One of the biggest problems the koala faces today is venereal disease.

“An estimated 40% of our koalas are affected by chlamydia, a sexually transmitted disease that has reached epidemic proportions,” Tabart said. “Initial research has found that chlamydia is responsible for blindness, female infertility, pneumonia and bladder infections in our koalas.”

The koalas eat only leaves from certain types of eucalyptus trees and live only in the branches of those trees, which are found primarily in areas of Eastern Australia heavily populated by humans, Tabart said. Koalas are suffering from malnutrition in areas where large numbers of eucalyptus trees have been cut down to make way for human expansion.

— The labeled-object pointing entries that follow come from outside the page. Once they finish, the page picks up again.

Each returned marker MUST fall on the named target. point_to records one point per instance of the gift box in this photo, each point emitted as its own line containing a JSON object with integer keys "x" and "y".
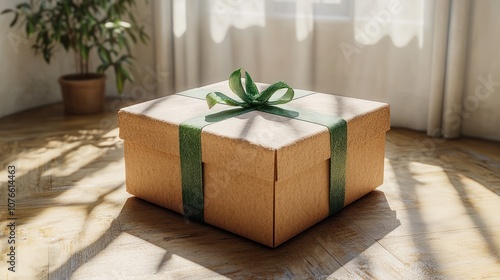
{"x": 266, "y": 175}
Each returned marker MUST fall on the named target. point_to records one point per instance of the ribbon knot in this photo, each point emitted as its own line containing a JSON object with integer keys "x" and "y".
{"x": 250, "y": 98}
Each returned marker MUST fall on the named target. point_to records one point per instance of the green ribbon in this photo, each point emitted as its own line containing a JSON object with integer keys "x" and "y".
{"x": 251, "y": 99}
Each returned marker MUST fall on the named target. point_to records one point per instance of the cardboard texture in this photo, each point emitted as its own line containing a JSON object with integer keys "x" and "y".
{"x": 266, "y": 177}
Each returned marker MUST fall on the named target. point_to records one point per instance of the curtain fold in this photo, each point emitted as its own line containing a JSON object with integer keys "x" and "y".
{"x": 411, "y": 54}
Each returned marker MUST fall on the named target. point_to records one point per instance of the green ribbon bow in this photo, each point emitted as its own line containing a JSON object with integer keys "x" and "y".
{"x": 251, "y": 98}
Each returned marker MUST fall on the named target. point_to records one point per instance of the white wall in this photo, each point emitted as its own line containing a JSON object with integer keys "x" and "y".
{"x": 26, "y": 81}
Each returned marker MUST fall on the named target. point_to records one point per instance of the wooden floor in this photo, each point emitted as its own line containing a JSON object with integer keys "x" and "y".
{"x": 436, "y": 216}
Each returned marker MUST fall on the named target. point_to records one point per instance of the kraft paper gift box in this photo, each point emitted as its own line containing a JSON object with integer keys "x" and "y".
{"x": 265, "y": 176}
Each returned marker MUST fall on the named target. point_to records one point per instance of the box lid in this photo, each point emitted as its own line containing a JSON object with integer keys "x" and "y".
{"x": 255, "y": 143}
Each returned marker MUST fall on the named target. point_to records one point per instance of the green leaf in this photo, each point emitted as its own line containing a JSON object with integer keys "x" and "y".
{"x": 104, "y": 55}
{"x": 125, "y": 73}
{"x": 131, "y": 34}
{"x": 220, "y": 98}
{"x": 23, "y": 6}
{"x": 30, "y": 27}
{"x": 287, "y": 97}
{"x": 65, "y": 42}
{"x": 102, "y": 68}
{"x": 119, "y": 78}
{"x": 236, "y": 87}
{"x": 46, "y": 55}
{"x": 267, "y": 93}
{"x": 252, "y": 89}
{"x": 84, "y": 52}
{"x": 7, "y": 11}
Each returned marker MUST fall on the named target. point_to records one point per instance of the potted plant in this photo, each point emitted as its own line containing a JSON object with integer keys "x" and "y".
{"x": 85, "y": 27}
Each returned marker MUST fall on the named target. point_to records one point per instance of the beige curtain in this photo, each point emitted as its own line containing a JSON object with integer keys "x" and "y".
{"x": 422, "y": 57}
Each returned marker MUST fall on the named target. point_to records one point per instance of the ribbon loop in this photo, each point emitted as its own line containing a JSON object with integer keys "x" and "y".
{"x": 251, "y": 98}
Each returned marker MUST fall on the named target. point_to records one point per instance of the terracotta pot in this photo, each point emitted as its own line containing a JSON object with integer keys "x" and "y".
{"x": 83, "y": 94}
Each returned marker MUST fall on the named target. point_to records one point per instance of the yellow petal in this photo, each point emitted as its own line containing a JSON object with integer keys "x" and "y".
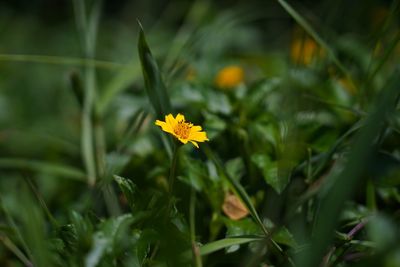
{"x": 198, "y": 136}
{"x": 196, "y": 128}
{"x": 170, "y": 120}
{"x": 180, "y": 117}
{"x": 194, "y": 143}
{"x": 182, "y": 140}
{"x": 164, "y": 126}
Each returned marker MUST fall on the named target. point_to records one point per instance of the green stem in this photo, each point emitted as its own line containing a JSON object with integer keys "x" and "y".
{"x": 195, "y": 247}
{"x": 172, "y": 171}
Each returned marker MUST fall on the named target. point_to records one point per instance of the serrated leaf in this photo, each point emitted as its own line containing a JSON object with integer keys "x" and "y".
{"x": 270, "y": 172}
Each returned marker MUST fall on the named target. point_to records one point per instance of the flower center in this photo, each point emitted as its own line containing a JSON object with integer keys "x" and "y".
{"x": 182, "y": 129}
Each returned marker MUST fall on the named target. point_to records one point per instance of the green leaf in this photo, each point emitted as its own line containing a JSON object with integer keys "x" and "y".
{"x": 342, "y": 185}
{"x": 128, "y": 188}
{"x": 110, "y": 237}
{"x": 227, "y": 242}
{"x": 154, "y": 84}
{"x": 46, "y": 167}
{"x": 270, "y": 172}
{"x": 121, "y": 80}
{"x": 284, "y": 237}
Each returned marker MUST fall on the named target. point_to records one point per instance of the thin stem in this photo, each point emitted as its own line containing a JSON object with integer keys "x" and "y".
{"x": 17, "y": 252}
{"x": 195, "y": 247}
{"x": 171, "y": 178}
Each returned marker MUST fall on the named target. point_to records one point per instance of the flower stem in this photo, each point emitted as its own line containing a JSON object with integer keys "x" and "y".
{"x": 171, "y": 178}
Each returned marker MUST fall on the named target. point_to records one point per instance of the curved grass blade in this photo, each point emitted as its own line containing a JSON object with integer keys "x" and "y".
{"x": 46, "y": 167}
{"x": 243, "y": 196}
{"x": 155, "y": 87}
{"x": 224, "y": 243}
{"x": 344, "y": 183}
{"x": 63, "y": 61}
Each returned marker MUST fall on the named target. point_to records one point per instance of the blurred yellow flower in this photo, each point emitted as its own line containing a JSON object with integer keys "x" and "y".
{"x": 182, "y": 130}
{"x": 303, "y": 51}
{"x": 229, "y": 77}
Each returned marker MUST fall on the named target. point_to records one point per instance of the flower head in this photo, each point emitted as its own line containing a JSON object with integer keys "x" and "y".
{"x": 182, "y": 130}
{"x": 229, "y": 77}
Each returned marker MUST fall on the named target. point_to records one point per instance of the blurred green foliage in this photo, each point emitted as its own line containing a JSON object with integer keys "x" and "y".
{"x": 307, "y": 140}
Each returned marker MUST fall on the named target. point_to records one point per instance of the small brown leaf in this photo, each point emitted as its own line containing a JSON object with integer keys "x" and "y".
{"x": 234, "y": 208}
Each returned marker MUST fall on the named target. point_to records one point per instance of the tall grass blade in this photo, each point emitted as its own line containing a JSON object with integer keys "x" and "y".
{"x": 346, "y": 181}
{"x": 154, "y": 84}
{"x": 59, "y": 170}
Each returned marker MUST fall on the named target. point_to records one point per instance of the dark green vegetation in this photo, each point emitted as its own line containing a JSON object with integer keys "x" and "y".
{"x": 309, "y": 141}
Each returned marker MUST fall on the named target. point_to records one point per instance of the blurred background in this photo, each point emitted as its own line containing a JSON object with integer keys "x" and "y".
{"x": 287, "y": 95}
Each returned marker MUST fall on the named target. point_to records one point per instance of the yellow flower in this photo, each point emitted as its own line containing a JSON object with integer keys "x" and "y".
{"x": 304, "y": 51}
{"x": 229, "y": 77}
{"x": 184, "y": 131}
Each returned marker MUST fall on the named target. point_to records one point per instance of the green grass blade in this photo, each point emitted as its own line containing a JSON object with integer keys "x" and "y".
{"x": 87, "y": 29}
{"x": 62, "y": 61}
{"x": 238, "y": 188}
{"x": 155, "y": 87}
{"x": 346, "y": 182}
{"x": 59, "y": 170}
{"x": 117, "y": 84}
{"x": 243, "y": 196}
{"x": 226, "y": 242}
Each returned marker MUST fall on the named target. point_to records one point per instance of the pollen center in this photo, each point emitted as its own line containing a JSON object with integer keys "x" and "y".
{"x": 182, "y": 129}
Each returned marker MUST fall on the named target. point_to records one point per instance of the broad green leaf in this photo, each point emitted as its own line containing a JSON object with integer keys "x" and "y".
{"x": 227, "y": 242}
{"x": 284, "y": 237}
{"x": 344, "y": 183}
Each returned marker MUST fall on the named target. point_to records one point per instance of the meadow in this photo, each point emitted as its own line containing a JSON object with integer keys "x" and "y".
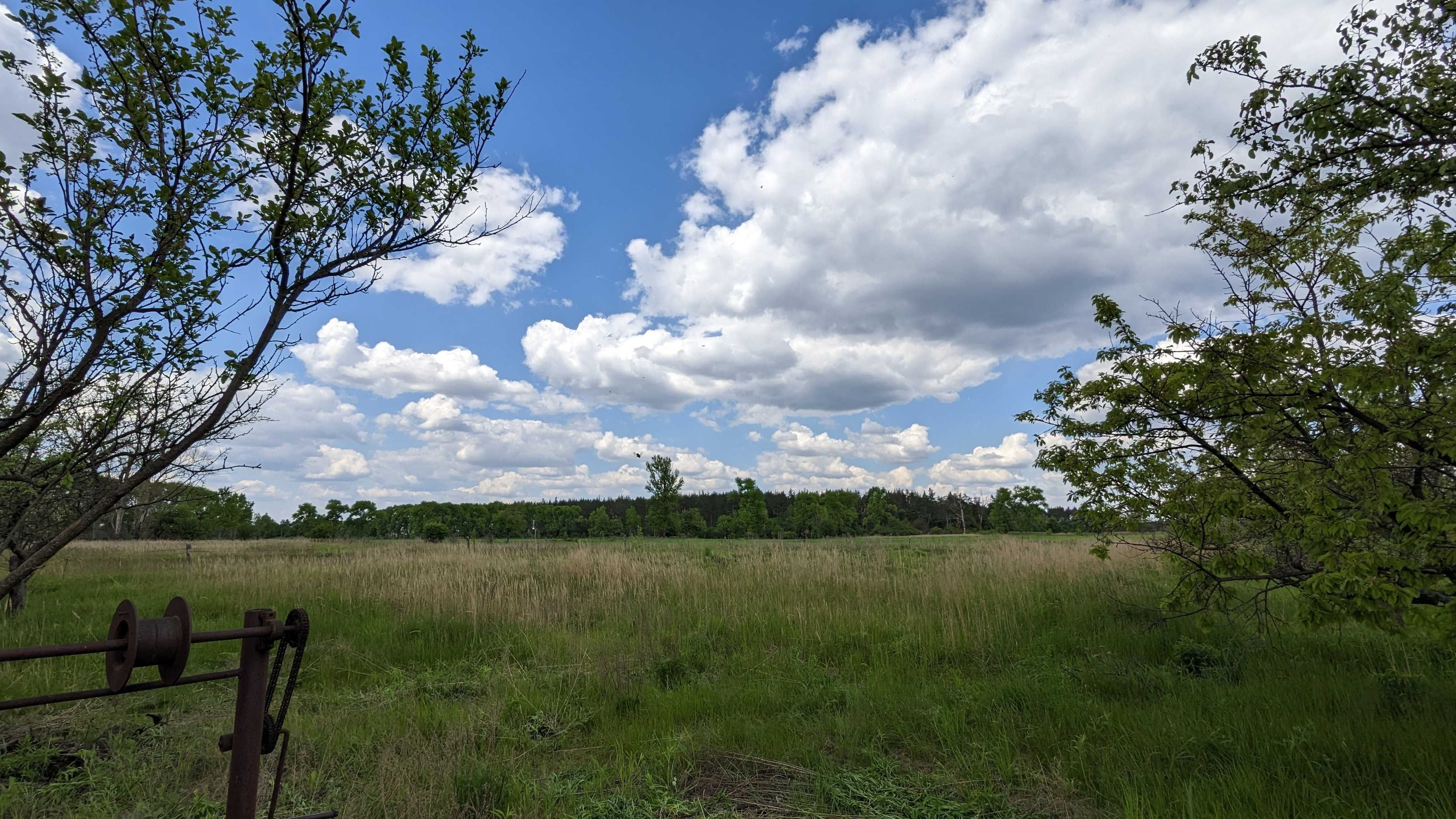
{"x": 932, "y": 677}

The koala is a marsupial; its scientific name, Phascolarctos cinereus, means “pouched bear.” It is a nocturnal animal, spending most of the daylight hours sleeping or dozing in eucalyptus trees.

In Australia this year, the foundation launched the Joint Regional Koala Habitat Project, in which the city governments of Brisbane, Logan and Redlands, the Department of Lands, Department of Environment and Heritage, and the Australian Koala Foundation are cooperating to help protect valuable koala habitat in an area encompassing about 39 square miles.